Stade Jean Bouin. Nîmes.

N'as-tu pas le sentiment que de nos jours la plupart des stades se ressemblent, et ressemblent de plus en plus à des centres commerciaux, des antres du libéralisme économique, plus qu'à des arènes populaires ? Effectivement. Les nouveaux stades ne sont plus des arènes populaires. Finies les places debout et les bancs en bois sur lesquels tout le monde se tenait chaud en sautant et garantissait l'ambiance. Maintenant, certains stades sont des références mais ils n'ont aucune personnalité. Le stade de France malgré la victoire de 1998 est un stade fade avec ses sièges tout gris. Il ressemble à l'aéroport Charles de Gaulle. Certes, son architecture est imposante mais l'ambiance n'y est pas. Et beaucoup de villes disent de leur stade que c'est un mini-stade de France. Quel dommage ! Malheureusement, un stade se doit d'être rentable aujourd'hui, alors ils sont tous bâtis sur le même modèle. Je préfère en tous cas les vieux stades rouillés et biscornus.

Comment fais-tu pour faire accepter ta passion au sein de Dionysos ? N'es-tu pas sujet à quelques moqueries ? Personne ne se fout de toi ? Il n'y a aucune moquerie au sein du groupe. Nous aimons les gens passionnés, et il n'y a rien de plus triste que des gens sans passion. C'est vrai, c'est farfelu mais la visite de chaque stade et les risques que je prends permet de raconter une petite histoire. En plus, la majorité du groupe aime le football. On a même visité ensemble le stade de Leipzig...

Y a t-il des gens avec qui tu partages cette passion dans le milieu où tu évolues ? Culture et football n'ont jamais fait bon ménage dans ce pays ? Beaucoup de musiciens aiment le football. Sans doute parce que l'ambiance des stades rappelle les salles de concert. On joue également devant son public et les gens font parfois la « ola ». Alors découvrir un stade ou une salle de concert, c'est un peu la même chose. Mais c'est vrai que je dois être un des seuls à visiter des stades et les reproduire en maquette. En tous cas, j'ai l'impression que la culture et le football se rapprochent de nos jours. Le football m'a permis de connaître parfaitement et de manière ludique la géographie. On peut aimer le foot, et par conséquent les stades, sans être forcément un bourrin. La culture est maintenant de plus en plus large et le football, véritable phénomène de société, y à sa place.

Le premier stade dans lequel tu as mis les pieds ? Le premier stade que j'ai visité, c'est le stade Gerland à Lyon en 1983 avec mon père.

L'émotion la plus forte que tu as connu dans un stade ? Dans un stade vide, c'est sans doute celle que j'ai connu en pénétrant sur la pelouse du vieux stadio Comunale à Turin.
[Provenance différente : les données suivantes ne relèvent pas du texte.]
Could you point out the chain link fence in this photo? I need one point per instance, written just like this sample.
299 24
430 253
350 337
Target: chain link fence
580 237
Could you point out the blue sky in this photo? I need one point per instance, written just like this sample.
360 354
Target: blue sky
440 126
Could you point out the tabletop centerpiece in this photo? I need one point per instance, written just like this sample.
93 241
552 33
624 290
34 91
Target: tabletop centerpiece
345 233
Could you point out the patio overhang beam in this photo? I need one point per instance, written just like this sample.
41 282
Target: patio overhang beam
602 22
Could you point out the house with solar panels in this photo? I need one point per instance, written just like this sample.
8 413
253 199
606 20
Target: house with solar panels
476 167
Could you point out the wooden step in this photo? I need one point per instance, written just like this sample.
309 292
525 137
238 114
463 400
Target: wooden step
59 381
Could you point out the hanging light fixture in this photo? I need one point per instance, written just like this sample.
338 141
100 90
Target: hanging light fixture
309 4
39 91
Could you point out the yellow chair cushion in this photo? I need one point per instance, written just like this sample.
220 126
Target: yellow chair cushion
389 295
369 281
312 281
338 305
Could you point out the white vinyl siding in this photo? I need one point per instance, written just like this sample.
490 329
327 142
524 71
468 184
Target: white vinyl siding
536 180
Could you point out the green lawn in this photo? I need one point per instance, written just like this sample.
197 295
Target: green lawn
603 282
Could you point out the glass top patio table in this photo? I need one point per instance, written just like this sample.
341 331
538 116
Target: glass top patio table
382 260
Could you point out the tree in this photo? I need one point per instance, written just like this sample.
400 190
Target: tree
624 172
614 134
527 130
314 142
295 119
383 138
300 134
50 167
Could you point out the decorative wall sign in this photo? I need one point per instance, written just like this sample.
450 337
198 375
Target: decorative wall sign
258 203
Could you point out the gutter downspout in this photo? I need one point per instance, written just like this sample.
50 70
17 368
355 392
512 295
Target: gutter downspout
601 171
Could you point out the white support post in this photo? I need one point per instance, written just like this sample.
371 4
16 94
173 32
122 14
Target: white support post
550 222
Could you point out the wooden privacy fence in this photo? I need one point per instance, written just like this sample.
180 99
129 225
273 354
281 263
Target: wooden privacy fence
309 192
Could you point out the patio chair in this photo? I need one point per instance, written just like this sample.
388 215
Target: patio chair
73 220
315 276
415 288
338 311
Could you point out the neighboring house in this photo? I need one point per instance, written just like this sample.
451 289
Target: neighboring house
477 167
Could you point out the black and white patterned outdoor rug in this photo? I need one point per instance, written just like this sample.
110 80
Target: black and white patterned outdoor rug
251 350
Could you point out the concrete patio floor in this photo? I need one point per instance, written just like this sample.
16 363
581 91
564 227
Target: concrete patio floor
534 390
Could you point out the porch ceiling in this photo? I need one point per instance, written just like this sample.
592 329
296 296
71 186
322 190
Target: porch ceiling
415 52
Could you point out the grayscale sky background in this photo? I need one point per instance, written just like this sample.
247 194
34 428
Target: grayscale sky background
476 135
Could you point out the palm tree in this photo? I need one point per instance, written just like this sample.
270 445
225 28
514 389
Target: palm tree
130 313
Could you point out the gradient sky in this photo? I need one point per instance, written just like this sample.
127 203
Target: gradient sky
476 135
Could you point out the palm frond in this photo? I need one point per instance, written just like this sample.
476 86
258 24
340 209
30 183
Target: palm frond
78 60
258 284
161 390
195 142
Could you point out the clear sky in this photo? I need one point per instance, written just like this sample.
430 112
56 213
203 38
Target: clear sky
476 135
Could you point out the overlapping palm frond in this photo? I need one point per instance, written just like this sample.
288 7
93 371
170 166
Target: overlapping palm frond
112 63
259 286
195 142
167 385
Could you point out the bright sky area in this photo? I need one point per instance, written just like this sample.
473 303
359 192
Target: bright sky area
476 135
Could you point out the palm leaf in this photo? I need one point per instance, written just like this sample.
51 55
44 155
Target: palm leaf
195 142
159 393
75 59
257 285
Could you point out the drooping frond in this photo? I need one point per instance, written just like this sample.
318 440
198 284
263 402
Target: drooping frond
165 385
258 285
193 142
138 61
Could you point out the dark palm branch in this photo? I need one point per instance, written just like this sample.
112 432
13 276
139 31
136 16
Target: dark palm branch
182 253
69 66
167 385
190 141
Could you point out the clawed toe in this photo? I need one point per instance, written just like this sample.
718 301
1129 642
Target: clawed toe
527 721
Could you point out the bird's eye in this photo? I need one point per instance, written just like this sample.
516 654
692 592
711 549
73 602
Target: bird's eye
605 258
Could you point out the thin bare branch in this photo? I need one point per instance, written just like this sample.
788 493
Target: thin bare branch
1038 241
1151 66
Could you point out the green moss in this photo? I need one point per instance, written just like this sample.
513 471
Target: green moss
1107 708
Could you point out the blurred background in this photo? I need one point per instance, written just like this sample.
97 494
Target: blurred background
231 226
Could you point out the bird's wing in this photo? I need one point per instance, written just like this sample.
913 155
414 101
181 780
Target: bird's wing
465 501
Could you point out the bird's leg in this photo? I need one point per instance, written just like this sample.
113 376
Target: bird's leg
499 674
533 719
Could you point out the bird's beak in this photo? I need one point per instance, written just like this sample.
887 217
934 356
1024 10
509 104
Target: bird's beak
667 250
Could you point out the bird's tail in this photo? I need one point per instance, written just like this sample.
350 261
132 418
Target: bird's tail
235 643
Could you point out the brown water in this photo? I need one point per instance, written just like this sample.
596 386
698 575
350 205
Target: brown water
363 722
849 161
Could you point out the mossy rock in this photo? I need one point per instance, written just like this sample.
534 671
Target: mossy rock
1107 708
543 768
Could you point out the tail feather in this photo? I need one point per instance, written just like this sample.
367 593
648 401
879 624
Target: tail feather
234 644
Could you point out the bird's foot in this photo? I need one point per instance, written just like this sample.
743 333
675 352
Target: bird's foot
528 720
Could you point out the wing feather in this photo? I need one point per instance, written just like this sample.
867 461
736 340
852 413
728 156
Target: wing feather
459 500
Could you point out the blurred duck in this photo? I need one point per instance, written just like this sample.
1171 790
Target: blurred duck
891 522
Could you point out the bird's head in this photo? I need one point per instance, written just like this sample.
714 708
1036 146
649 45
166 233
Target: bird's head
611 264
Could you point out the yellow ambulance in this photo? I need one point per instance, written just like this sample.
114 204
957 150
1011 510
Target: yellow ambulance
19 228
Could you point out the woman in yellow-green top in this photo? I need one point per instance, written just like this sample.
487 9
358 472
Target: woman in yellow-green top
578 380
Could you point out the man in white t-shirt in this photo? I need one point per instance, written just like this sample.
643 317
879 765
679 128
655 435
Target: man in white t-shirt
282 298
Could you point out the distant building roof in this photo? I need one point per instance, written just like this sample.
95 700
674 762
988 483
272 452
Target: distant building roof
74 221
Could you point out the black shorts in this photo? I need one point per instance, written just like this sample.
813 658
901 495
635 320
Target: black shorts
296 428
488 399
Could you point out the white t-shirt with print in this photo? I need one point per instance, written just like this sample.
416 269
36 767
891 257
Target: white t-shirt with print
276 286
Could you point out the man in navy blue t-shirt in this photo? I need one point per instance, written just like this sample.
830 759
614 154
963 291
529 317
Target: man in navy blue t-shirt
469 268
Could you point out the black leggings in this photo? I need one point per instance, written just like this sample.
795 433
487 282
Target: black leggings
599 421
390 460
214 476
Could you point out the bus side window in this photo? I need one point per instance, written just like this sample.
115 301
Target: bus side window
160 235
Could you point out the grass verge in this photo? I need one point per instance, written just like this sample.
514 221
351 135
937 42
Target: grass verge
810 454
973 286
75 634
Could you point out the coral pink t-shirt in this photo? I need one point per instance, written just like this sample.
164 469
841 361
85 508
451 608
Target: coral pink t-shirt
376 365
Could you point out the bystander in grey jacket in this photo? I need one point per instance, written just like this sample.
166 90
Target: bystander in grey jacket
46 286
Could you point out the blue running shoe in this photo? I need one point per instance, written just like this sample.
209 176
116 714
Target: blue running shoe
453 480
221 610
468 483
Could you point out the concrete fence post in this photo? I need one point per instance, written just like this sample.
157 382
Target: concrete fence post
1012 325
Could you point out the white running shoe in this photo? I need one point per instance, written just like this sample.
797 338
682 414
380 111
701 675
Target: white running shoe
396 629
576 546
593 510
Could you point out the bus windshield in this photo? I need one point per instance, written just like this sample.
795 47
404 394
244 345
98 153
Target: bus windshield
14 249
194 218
A chaque pas, je me transformais en Platini et je revoyais tous ses coups-francs magiques qui s'écrasaient dans ces filets à la forme caractéristique. Le stades de Berlin et de Nüremberg pour des raisons bien plus tristes m'ont également beaucoup marqué. Par contre dans un stade plein, je citerai Geoffroy-Guichard où mon père m'avait emmené en 1984. C'était le premier match de foot auquel il allait assister, et pour moi aussi. J'avais tout juste dix ans. Et ce soir-là, Platini pour son retour à St-Etienne avec sa si belle équipe de France allait donner un récital à cette accrocheuse équipe de Yougoslavie. C'était durant l'Euro. Trois buts merveilleux dont je me souviendrai toute ma vie.

Le Parc Gaston Gérard à Dijon, tu connais ? As-tu déjà eu l'occasion d'y faire une visite ? Et oui, je connais le Parc Gaston Gérard avec sa piste d'athlétisme (avant sa rénovation, ndlr) et ses tribunes latérales couvertes. Il y a de grands espaces verts autour. Je l'ai visité après un concert à La Vapeur il y a quelques années...

Dernière question. Peux-tu me situer ces stades : Auguste Delaune ? Marcel Saupin ? Emile Albeau et Yves Jaguin ? Auguste Delaune c'est Reims. Saupin, c'est Nantes. Albeau c'est Sedan et Jaguin, c'est le vieux stade de Guingamp.